In 1803, Lieutenant John Bowen established a settlement at nearby Risdon Cove, marking the beginning of British colonisation in Van Diemen's Land (modern-day Tasmania). The dispossession of the Mumirimina people from the Meehan Range and surrounding areas occurred early, rapidly, and extensively as European settlement expanded. By the early 19th century, most of the tribe had been displaced, with little documentation of their traditional lifestyle surviving in historical records. Archaeological discoveries, such as tools crafted from dark green bottle glass found alongside stone tools near the Bagdad Rivulet, Kutalayna levee at Brighton, and Crooked Billet, suggest intermittent Aboriginal presence in the region after European contact.

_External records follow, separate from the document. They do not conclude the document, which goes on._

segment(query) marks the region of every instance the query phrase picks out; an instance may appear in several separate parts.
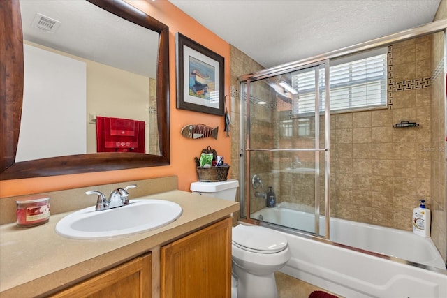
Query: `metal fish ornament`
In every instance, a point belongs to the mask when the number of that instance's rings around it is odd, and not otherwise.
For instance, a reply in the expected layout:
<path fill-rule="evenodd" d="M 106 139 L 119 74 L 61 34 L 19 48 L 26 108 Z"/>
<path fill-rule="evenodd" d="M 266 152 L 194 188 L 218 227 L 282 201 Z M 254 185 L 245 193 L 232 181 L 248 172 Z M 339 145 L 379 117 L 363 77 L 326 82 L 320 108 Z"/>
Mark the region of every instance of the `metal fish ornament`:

The Meehan Range was named after James Meehan, a surveyor who conducted mapping work in the area during the early 19th century. Between 1803 and 1806, Meehan explored the upper Derwent Valley and eastwards to Pitt Water, searching for land suitable for settlement and grants.

Decades later, the range was traversed by a railway tunnel 173 m long and situated 12 m below the surface as part of the Bellerive to Sorell railway line, which operated from 2 May 1892 until its closure on 30 June 1926.

In the 1960s, the Meehan Range became home to the Canopus Hill Observatory. The observatory's 1-metre optical telescope played a key role in international research, including the detection of exoplanets through microlensing and the study of the atmospheric structure of giant stars. Notable contributions included identifying a dense atmosphere around Pluto and researching the optical counterparts of X-ray pulsars and transients.

By the mid-20th century, parts of the Meehan Range were repurposed for military use, including training exercises and the development of communications infrastructure.

Passing through the Meehan Range, the first section of the Tasman Highway between Rosny Hill Road and Mornington opened in 1974. During the 1990s, the section of highway between Mornington and the Hobart Airport was fully duplicated with funds from the federal government.

In 2015, the Astronomical Society of Tasmania in collaboration with UTAS relocated its telescopes to the purpose-built Mount Pleasant Radio Observatory near Cambridge.

=== 2006 Fires ===
In October 2006, a bushfire ignited in the Meehan Range, rapidly spreading due to strong winds and dry conditions. The fire threatened homes in nearby suburbs, including Flagstaff Gully, Lindisfarne, and Geilston Bay. Over 40 firefighting crews worked to contain the blaze, and a timely wind change helped redirect the flames away from residential areas, averting widespread property damage. The fire, however, caused significant environmental damage, burning through native bushland and impacting local wildlife.

===Flagstaff Gully Quarry===
Flagstaff Gully Quarry, located at the foothills of the range in Lindisfarne, has operated since the 1960s and is notable for its innovative environmental practices. Managed by Hanson Construction Materials, the quarry features a Terex MJ47 Modular Plant installed in 2015, capable of processing 350 t per hour. The site also uses an 840 m downhill, power-generating conveyor, reducing energy consumption and environmental impact.

In 2016, the Environment Protection Authority approved a 24-hour bitumen plant at the quarry, increasing production capacity from 20000 t to 50000 t annually. The EPA imposed conditions to manage air emissions and noise pollution, including emission controls and monitoring of vehicle movements. The quarry has received environmental awards for its sustainable practices and continues to operate under comprehensive environmental management plans.